Joe przypatrywał się jej przez chwilę dyskretnie, zastanawiając się, co widzi niezwykłego w tej tak bardzo zwykłej sylwetce. Coś było nie w porządku. Nagle zrozumiał. Jej bezruch! Siedziała zupełnie nieruchomo, w postawie, w której zwykłemu człowiekowi bardzo trudno wytrzymać dłużej niż przez chwilę. Była wyprostowana, głowę miała uniesioną i spoglądała w przestrzeń. Patrzył czekając i wierząc, że musi wreszcie zmienić pozycję, ale trwała tak nadal, jak gdyby nie była żywą kobietą, ale modelem podróżnej wykonanym z wosku i posadzonym tu przez kogoś, kto chciał sobie zażartować z braku spostrzegawczości czekających w poczekalni podróżnych.

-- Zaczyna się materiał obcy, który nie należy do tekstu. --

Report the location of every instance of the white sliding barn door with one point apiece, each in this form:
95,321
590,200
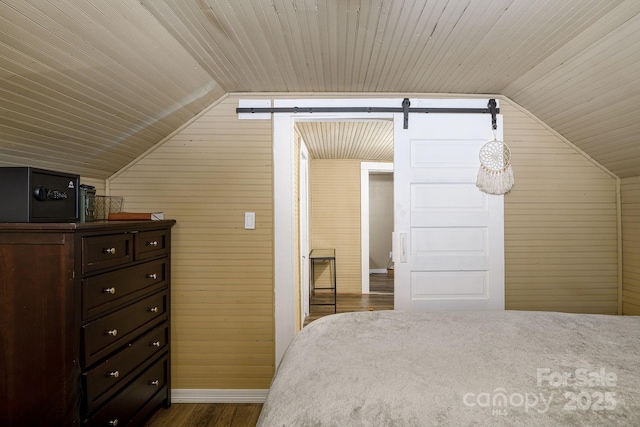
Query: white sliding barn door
449,236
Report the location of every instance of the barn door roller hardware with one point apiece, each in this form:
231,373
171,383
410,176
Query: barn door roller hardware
404,109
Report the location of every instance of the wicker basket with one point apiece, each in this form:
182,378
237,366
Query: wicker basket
106,205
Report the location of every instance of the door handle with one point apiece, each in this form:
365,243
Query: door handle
403,247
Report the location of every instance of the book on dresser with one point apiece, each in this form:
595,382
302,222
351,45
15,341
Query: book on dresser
84,322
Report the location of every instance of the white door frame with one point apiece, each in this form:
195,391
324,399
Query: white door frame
284,208
366,168
304,231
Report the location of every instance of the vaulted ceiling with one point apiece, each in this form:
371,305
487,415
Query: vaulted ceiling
90,86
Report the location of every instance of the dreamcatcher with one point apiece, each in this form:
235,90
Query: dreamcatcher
495,175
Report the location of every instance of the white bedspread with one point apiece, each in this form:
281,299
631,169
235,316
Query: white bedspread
397,368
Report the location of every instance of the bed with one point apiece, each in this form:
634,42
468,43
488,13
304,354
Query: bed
515,368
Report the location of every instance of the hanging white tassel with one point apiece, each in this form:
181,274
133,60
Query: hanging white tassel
495,182
495,175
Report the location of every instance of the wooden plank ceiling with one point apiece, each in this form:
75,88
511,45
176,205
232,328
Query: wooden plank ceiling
89,86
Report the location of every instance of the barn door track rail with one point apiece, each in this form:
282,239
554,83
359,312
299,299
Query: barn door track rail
405,109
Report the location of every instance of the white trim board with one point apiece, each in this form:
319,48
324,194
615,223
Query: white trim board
187,395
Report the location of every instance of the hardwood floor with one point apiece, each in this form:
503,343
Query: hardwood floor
206,415
246,414
382,284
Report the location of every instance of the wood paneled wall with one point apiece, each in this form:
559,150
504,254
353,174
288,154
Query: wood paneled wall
630,202
335,219
561,247
560,219
206,177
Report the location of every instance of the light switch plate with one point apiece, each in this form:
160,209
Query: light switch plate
249,220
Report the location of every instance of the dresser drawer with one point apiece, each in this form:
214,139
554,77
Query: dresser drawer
127,403
100,252
106,334
151,244
103,380
105,291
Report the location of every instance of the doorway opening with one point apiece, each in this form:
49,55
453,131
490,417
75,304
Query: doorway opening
351,186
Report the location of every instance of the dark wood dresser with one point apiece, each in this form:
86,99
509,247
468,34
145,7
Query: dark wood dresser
84,322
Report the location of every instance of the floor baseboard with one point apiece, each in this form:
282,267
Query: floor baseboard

Wreszcie dał za wygraną i odwrócił głowę. To byli wszyscy. Raz jeszcze przesunął po nich z wolna wzrokiem i nie znajdując w sobie żadnej już, najmniejszej nawet potrzeby dodatkowych obserwacji, westchnął po raz nie wiadomo który i spojrzał na trzymaną nadal w ręce gazetę. Przewrócił kilka stron i powrócił do tytułowej. Nagle dostrzegł u dołu kolumny znajomą twarz, a obok niej notatkę rozpoczynającą się od słów:

„Klub Południowoafrykańskich Miłośników Powieści Kryminalnej będzie dziś podejmował pożegnalnym obiadem powracającego do Anglii po dwutygodniowym pobycie w naszym kraju pana Joe Alexa, znanego autora książek kryminalnych, współpracującego równocześnie ze Scotland Yardem na polu nieustępliwej walki z przestępcami, zapewne obdarzonymi nieco mniejszą inwencją niż jego fikcyjni negatywni bohaterowie, lecz za to o dłoniach splamionych prawdziwą krwią niewinnych ofiar...”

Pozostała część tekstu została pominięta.